SUJUD SAHWI

SUJUD SAHWI

Sujud sahwi adalah dua sujud yang disyariatkan karena lupa sesuatu dalam salat. Lupa dalam salat adalah lupa yang tidak berakibat sangsi dan tidak pula berdosa. Hal itu karena lupa dalam salat bukan pilihan seseorang. Allah Ta’ala tidak membebani seseorang kecuali dalam batas kemampuannya.

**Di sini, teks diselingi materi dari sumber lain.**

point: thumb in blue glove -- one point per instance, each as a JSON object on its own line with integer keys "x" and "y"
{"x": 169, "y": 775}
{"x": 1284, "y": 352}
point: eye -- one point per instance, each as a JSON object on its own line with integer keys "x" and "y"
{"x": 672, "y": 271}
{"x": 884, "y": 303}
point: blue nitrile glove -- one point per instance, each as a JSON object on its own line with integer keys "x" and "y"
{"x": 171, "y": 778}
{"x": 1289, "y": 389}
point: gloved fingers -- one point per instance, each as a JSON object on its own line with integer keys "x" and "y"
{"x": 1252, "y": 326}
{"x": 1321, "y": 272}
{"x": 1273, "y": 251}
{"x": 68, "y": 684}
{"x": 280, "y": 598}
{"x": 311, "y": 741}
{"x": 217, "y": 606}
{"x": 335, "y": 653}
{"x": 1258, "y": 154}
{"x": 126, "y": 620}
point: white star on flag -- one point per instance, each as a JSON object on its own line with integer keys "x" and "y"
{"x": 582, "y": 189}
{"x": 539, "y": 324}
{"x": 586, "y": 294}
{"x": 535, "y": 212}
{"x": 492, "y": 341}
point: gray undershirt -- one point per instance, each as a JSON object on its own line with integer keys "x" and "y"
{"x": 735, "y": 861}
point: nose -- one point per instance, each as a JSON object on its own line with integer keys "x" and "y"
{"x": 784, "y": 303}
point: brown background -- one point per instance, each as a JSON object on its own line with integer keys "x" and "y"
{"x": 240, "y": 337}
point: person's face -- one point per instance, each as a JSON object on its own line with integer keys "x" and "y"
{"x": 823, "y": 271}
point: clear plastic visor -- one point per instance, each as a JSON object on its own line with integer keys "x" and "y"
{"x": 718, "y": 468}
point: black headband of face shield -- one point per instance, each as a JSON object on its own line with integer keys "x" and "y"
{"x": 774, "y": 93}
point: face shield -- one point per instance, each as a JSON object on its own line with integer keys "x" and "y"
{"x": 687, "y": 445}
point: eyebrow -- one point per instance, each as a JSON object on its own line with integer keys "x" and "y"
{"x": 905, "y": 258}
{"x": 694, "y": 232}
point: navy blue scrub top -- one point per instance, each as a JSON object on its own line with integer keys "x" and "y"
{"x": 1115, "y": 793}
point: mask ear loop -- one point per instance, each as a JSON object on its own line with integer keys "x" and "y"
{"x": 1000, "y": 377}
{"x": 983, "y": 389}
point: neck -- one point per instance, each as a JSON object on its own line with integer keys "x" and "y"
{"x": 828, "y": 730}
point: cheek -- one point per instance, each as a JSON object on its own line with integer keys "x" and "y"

Adapun melupakan salat, yaitu meninggalkan dan menyia-nyiakan salat berakibat sangsi dan hukuman, berdasarkan firman Allah Ta’ala, “Kecelakaanlah bagi orang-orang yang salat, yaitu orang-orang yang lupa dari salat mereka.”

Sujud sahwi terjadi karena penambahan, pengurangan atau keraguan.

1. Penambahan

Jika seseorang menambah rukuk, sujud, berdiri, duduk dalam salat dengan sengaja, maka salatnya batal. Penambahan dengan sengaja berarti ia telah melaksanakan salat yang tidak sesuai dengan cara yang diperintahkan oleh Allah Ta’ala dan Rasulullah shallallaahu ‘alaihi wa sallam.

Nabi shallallahu ‘alaihi wa sallam bersabda,

مَنْ عَمِلَ عَمَلًا لَيْسَ عَلَيْهِ أَمْرُنَا فَهُوَ رَدٌّ

Barangsiapa melakukan suatu amalan yang bukan berasal dari kami, maka amalan tersebut tertolak.” (HR Muslim)

Nabi shallallahu ‘alaihi wa sallam juga bersabda,

مَنْ أَحْدَثَ فِي أَمْرِنَا هَذَا مَا لَيْسَ مِنْهُ، فَهُوَ رَدٌّ

Barangsiapa membuat perkara-perkara baru dalam agama ini yang tidak ada dasarnya dari agama ini, maka dia tertolak.” (HR al-Bukhari, Muslim, Abu Dawud, Ibnu Majah dan Ahmad)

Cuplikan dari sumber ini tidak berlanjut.